Wednesday, September 21, 2016

Momma and Her Dust Mop


My kids were the fifth generation of my family to call our farm ‘home’. Our house was old, it had its share of creaks and squeaks, but it was that homey kind of comfortable and full of character that proudly displayed its age—including its original hardwood floors and lack of closet space. So what does this have to do with being a better parent? Keep reading and you’ll find out.

When I asked my children what life-lessons they’d learned from me, one of my daughters said she’d (finally) learned why keeping a clean house was so important. I actually laughed out-loud when I read this because I cannot even begin to count the times I got made fun of by John and the kids for dust mopping the floors a few times a day and being the mom that, at the end of the day, had a place for everything and everything in its place.

Hey, when you farm and have kids running in and out of the house all day stuff just naturally gets tracked inside and I’m still not apologizing for wanting to be able to walk around the house on clean floors. So when they made fun of me and gave me a hard time I told them they’d really have something to complain about it I didn’t keep the floors clean, and then kept right on dusting.

And with all the toys, books, and ‘stuff’ that goes along with having four kids, the house would have been in a constant state of chaos—which is something I didn’t want to deal with and something I didn’t want John and the kids to have to deal with, either.

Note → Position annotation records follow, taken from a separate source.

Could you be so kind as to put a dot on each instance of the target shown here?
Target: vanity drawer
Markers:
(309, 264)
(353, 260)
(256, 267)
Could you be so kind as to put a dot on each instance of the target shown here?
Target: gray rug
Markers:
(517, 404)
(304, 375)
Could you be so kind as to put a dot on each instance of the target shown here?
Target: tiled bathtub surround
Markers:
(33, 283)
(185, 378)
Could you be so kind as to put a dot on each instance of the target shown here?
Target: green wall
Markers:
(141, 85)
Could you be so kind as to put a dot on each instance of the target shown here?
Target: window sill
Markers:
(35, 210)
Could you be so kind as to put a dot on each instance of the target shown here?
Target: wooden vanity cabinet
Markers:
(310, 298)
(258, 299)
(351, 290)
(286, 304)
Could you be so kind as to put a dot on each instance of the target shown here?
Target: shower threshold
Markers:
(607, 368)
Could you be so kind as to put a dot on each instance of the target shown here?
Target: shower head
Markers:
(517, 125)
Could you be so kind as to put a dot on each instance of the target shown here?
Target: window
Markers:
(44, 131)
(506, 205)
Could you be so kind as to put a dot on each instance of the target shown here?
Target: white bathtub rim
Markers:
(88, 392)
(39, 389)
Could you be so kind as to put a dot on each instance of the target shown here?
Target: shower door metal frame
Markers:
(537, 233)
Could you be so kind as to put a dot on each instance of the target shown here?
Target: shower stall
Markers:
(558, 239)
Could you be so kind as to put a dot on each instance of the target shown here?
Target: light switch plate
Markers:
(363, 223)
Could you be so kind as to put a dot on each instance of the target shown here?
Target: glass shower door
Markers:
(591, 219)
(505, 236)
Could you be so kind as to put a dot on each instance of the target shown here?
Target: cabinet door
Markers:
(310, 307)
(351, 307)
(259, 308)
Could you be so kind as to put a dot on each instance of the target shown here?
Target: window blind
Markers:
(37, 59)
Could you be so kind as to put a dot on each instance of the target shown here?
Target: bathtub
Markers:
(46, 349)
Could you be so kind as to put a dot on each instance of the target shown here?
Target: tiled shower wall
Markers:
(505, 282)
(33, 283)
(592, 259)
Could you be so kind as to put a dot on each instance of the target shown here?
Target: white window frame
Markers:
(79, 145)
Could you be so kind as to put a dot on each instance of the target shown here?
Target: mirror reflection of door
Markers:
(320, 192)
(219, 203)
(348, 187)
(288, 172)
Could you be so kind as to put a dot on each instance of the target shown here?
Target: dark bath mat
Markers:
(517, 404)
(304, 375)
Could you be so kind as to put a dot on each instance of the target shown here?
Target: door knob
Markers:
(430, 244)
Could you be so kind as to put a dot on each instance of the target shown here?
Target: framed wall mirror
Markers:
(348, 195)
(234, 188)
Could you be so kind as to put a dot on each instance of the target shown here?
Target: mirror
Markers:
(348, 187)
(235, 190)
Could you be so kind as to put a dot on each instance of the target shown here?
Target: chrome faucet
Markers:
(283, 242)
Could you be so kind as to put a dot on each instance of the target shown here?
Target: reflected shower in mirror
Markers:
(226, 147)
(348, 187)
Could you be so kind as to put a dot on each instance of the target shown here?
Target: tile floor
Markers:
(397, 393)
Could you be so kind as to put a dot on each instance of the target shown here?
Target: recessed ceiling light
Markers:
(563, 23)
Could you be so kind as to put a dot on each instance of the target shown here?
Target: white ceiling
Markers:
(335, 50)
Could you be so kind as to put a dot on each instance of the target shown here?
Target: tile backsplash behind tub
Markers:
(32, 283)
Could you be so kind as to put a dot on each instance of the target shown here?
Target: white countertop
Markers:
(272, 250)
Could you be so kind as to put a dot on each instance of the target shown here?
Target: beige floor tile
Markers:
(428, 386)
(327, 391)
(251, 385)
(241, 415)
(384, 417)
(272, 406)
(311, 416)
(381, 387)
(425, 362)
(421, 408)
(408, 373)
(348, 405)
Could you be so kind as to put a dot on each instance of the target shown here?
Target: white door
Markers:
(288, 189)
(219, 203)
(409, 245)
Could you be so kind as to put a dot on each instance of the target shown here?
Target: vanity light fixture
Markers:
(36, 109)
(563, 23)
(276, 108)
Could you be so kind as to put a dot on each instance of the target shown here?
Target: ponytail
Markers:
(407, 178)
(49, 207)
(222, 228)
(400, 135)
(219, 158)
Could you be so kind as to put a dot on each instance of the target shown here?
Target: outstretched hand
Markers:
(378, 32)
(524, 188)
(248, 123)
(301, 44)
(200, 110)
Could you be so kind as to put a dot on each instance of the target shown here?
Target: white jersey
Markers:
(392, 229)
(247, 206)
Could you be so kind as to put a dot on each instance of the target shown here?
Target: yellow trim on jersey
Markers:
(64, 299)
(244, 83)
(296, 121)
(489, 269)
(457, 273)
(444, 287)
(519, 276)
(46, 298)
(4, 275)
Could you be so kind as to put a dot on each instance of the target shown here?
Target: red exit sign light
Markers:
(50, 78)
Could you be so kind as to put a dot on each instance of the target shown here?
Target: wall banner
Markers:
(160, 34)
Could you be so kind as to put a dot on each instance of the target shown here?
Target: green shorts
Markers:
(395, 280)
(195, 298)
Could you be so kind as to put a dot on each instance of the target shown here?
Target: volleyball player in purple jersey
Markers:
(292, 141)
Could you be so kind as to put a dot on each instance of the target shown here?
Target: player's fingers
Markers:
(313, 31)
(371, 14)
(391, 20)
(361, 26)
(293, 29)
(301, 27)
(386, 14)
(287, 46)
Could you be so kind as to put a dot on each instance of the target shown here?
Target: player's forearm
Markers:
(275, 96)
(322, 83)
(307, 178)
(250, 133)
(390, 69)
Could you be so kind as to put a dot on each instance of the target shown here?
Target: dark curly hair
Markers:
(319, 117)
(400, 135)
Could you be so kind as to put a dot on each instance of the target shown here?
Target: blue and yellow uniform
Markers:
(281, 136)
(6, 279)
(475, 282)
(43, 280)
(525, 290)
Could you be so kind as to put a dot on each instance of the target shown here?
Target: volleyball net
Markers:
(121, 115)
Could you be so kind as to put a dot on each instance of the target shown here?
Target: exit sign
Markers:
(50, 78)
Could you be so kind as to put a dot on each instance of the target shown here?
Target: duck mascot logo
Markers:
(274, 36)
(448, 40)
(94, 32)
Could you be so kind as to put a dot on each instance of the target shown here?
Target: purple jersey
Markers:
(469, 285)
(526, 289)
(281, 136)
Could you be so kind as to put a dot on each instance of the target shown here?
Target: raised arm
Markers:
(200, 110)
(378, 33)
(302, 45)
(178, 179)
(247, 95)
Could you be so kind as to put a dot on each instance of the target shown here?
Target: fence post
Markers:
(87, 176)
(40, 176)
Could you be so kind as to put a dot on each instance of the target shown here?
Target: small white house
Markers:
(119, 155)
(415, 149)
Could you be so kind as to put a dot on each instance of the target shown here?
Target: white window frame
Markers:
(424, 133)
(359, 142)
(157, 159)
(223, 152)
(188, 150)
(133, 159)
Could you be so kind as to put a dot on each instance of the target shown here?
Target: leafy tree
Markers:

I knew that by keeping the house neat and clean I was doing a lot more than just keeping things neat and clean. I knew I was…

·         Giving my family a place where they could rest comfortably

·         Giving my family a soft and safe place to ‘land’ after being confronted by the chaos of work, school, and the world in general

·         Teaching my kids to take pride (the good kind) in themselves and their surroundings because it is a reflection of who they are on the inside

·         Teaching my kids to respect what it took for John to provide for us and respect for my role as a homemaker

·         Teaching my kids to respect personal property

·         Teaching my kids to be responsible

·         Teaching my kids to be respectful of the rights and feelings of others

·         Teaching my kids to be cooperative and to be team-players

·         Teaching my kids that being organized makes life less stressful (they never had to dig through piles of anything to find what they needed yesterday)

I knew what I was doing back then even though at the time they didn’t. And even though I’ve had to bite my tongue a few times to keep from saying “I told you so,” I can’t tell you how nice it is to know that after all these years and all that dusting and sweeping, and picking up and putting away, they finally get it.

Even though you may think what you say and do is going in one ear and out the other or flying right over the tops of their little heads, I can tell you for sure and for certain that your children are absorbing more than you think they are. So don’t give up. Keep on teaching those life-lessons by doing what you know is best and being the kind of person you want your kids to be and someday just like me you’ll be biting your tongue to keep from saying, “I told you so!”